Not enough students enrolled to make the costly branch campus project financially viable, forcing about 100 students to either move to its home campus in the US or apply to other universities in the UAE.
But it has been steadily rebuilding. Last year, it launched two master's degrees - in human resources management and labour relations and in public health.
This autumn, it will launch two master's degrees in law - a master of law (LLM) for those who already have a degree in law, as well as a master's of jurisprudence (MJ), for those who do not.
"MSU is really starting to build up," said Dr Tessa Dunseath, its executive director. "These courses will really be one of our big building blocks. People are starting to realise we're still here."
And she hopes its existing courses will grow, too, from 15 last year to 20 in the coming term.
"Next year, we may have to have another intake to keep the programmes small but accommodate the demand," she said.
"After 20, you can't give your students what they want and it's not what they're paying for either."
She insists the university's reputation remains strong despite the collapse of the undergraduate section.
"MSU is toughing it out," she said, "and it's paying off. Its reputation hasn't suffered.
"People are very attracted by the fact that MSU is in the world's top 100 universities. At undergraduate level you can do quantity but we're doing quality, which is necessary for the courses we're offering. You need guidance and counselling."
And the university is branching out to provide more services to the community, from health seminars to professional training. In January, it will host an international conference on higher education.
"Never say never to doing undergraduate operations again, but we're responding to the market and this is what's good for the market we're in," Dr Dunseath said.
Dr Michael Lawrence, associate dean for graduate and international programmes, will be among those teaching on the two-year law degree.
He and other academics will fly over from the US every six weeks or so to deliver intensive, three-to-five-day courses. He believes it will fill a gap in the market.
"It responds to a previously unmet market need for business professionals and others who may benefit from a greater understanding of the United States and international legal system," he said. "Many individuals and businesses within the UAE region who are either engaged in doing business with US firms, or would like to begin doing business, would greatly benefit from gaining a broad understanding of the legal issues involved in these relationships."
Dr Ayoub Kazim, managing director of Dubai International Academic City and Knowledge Village, said the course met local needs: "The UAE is home to a number of US-headquartered companies. It therefore becomes imperative to have ... a solid understanding of the American legal system."
There has already been plenty of interest from students in the region who have previously had to travel to the US for such a qualification. "Now, however, individuals from the UAE region will be able to study in the same programme that is offered in the US," he said.
Margaret Cole, a partner at White & Case LLP in Abu Dhabi, said the LLM course would be a welcome addition to those now available, which focus mainly on UAE or civil law.
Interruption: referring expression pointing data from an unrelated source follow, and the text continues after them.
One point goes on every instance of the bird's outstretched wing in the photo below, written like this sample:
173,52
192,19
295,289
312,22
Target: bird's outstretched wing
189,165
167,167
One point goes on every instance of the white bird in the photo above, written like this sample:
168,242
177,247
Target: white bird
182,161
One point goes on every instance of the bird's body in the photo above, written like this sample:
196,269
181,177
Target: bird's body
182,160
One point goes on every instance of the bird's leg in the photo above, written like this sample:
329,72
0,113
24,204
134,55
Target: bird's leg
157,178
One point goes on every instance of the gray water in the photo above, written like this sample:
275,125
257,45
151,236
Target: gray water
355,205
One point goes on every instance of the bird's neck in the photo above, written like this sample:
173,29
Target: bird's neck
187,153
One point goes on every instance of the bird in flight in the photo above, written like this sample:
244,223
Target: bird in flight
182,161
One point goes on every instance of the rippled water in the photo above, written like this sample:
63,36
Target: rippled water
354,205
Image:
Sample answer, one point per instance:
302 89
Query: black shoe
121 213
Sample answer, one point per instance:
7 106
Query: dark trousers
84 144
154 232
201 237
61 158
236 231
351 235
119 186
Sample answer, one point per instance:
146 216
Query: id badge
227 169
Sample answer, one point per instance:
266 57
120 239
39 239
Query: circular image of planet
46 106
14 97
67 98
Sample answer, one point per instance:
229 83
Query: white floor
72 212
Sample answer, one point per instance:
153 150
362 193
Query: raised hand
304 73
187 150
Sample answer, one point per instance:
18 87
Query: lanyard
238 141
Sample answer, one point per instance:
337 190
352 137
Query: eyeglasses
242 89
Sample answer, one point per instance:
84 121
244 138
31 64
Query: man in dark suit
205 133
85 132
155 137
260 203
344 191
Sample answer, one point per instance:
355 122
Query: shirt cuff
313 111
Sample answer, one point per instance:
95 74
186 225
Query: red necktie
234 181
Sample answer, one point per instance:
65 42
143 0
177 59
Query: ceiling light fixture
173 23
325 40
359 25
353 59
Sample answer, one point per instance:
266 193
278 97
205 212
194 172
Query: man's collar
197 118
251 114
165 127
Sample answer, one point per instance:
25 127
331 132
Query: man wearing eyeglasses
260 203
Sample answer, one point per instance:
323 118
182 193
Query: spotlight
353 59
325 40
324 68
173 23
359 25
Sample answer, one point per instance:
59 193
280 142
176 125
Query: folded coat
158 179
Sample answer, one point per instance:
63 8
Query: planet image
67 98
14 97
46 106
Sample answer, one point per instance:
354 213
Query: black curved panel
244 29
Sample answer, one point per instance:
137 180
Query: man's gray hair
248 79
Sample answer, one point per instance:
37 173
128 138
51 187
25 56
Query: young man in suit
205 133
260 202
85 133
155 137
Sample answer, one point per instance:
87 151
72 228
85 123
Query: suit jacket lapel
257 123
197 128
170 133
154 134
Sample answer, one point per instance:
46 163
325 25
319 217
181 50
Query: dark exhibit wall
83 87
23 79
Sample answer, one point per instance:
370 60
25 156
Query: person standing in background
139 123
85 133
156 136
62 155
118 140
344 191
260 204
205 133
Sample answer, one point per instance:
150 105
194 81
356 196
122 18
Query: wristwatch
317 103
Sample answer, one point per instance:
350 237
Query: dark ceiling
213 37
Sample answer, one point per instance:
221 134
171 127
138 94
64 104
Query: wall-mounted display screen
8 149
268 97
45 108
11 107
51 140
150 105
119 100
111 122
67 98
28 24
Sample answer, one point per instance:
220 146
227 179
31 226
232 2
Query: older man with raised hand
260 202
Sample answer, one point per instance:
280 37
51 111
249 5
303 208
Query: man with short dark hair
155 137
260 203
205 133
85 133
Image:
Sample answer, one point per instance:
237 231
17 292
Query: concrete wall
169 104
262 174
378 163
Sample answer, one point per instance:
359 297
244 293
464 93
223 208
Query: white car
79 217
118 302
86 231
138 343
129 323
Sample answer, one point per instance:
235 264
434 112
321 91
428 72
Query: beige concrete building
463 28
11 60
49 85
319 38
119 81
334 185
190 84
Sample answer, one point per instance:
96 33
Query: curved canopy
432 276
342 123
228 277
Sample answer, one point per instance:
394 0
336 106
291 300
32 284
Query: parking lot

"I think the course should do a couple of things," she said. "Firstly, to give students who may not have a common law background exposure to common law principles, which is very important. Also, to give students exposure to the type of courses they may not have been able to access in undergraduate degrees, that will be particularly relevant for them in terms of practising.
"In an international firm, the types of transactions they will most likely come in contact with will be governed typically by New York law or English law - which is common law as opposed to civil law jurisdiction. So it's useful for students to have the exposure to those civil law concepts."